Le phare de Lamentin en réparation

Mesurant 105 pieds de hauteur, le phare de Lamentin à Carrefour a été sévèrement saccagé par le séisme du 12 janvier 2010. Il est incliné sous la force dévastatrice du plus grand cataclysme qui ait  frappé le pays. Selon le directeur général du Semanah, l’ingénieur Frérel Normil,  c’est le phare le plus haut de la région caribéenne. Sa réhabilitation s’impose. Le Semanah prend l’engagement de rendre fonctionnel et opérationnel tout ce qui constitue une aide à la navigation. Aussi l’institution chargée de la navigation maritime dispose-t-elle d’une enveloppe de 2 170 000 gourdes pour remettre à neuf ce phare.

« Un phare est un tour dont le sommet est éclairé pour guider les navires.

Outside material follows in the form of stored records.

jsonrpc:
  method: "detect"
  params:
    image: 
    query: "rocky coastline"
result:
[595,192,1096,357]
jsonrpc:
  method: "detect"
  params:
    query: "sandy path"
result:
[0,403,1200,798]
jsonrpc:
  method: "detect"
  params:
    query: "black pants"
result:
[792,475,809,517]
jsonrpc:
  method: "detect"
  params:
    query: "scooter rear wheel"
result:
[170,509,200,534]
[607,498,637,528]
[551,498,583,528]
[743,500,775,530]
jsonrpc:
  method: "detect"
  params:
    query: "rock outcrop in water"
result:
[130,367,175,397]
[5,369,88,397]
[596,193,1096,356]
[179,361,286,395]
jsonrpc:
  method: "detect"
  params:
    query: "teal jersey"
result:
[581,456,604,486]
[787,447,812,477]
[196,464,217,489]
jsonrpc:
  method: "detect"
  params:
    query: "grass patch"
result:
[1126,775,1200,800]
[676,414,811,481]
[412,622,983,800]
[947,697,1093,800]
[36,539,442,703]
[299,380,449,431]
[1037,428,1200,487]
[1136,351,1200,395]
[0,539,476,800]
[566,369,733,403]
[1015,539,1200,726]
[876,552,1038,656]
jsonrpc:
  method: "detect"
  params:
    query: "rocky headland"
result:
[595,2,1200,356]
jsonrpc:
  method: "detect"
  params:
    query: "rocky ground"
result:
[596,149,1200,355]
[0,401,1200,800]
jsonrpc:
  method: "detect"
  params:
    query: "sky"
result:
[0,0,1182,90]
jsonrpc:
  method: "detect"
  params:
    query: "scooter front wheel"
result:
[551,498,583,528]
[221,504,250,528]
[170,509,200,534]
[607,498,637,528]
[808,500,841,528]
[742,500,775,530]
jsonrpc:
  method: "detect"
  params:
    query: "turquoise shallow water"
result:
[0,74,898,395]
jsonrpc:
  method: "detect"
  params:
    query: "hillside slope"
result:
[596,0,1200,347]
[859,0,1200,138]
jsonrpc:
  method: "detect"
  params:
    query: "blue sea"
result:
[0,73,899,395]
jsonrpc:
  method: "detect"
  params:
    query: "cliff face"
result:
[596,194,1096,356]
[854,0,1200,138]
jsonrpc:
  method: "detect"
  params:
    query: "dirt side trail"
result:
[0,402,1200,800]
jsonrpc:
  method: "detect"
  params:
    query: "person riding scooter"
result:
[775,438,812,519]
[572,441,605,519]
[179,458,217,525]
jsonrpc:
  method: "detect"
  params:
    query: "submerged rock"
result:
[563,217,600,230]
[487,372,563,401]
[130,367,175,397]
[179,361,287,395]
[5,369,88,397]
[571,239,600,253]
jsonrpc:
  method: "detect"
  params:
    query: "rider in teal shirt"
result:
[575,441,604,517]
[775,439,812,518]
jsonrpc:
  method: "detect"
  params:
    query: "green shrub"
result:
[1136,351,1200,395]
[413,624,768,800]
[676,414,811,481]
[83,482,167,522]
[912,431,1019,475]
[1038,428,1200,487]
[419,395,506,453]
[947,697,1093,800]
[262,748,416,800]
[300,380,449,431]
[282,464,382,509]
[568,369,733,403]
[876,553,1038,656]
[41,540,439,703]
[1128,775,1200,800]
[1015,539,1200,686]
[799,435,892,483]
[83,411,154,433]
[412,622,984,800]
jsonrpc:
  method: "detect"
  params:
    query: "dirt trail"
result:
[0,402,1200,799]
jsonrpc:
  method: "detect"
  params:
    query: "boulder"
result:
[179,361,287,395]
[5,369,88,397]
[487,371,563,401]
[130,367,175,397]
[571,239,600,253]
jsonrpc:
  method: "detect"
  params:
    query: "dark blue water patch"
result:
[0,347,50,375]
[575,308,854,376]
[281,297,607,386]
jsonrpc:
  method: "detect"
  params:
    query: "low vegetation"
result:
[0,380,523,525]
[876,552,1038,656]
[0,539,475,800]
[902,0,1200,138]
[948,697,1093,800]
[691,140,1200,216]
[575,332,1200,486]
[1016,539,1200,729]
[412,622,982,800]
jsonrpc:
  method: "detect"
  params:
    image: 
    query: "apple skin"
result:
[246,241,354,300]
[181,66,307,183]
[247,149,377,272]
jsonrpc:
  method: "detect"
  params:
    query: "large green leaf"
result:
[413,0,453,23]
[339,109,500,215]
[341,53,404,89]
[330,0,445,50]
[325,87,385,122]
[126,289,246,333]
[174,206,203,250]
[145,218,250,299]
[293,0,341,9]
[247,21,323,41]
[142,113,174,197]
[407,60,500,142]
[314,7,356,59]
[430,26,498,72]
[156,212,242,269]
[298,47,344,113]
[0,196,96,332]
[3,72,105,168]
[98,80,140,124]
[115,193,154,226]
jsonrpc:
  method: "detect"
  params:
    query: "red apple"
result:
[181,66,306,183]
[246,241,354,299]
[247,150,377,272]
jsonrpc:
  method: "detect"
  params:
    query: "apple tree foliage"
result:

Celui de Lamentin est élevé au rang de monument, à cause de son ancienneté. Ce phare s’avère important dans le cadre de la mise en œuvre des moyens adéquats pour la sécurité maritime. Il faudrait 1 500 000 dollars américains pour le remplacer. Le Semanah ne disposant pas de ce montant, a opté pour sa réhabilitation et son renforcement, car, de par sa position géographique, ce phare a une grande importance, puisque plus de 90% de marchandises arrivées dans le pays passent par la voie maritime », a déclaré M. Normil, rappelant que l’administration qui l’a précédé avait reçu de la Minustah 25 000 dollars pour effectuer les travaux de réhabilitation, mais le montant est insuffisant.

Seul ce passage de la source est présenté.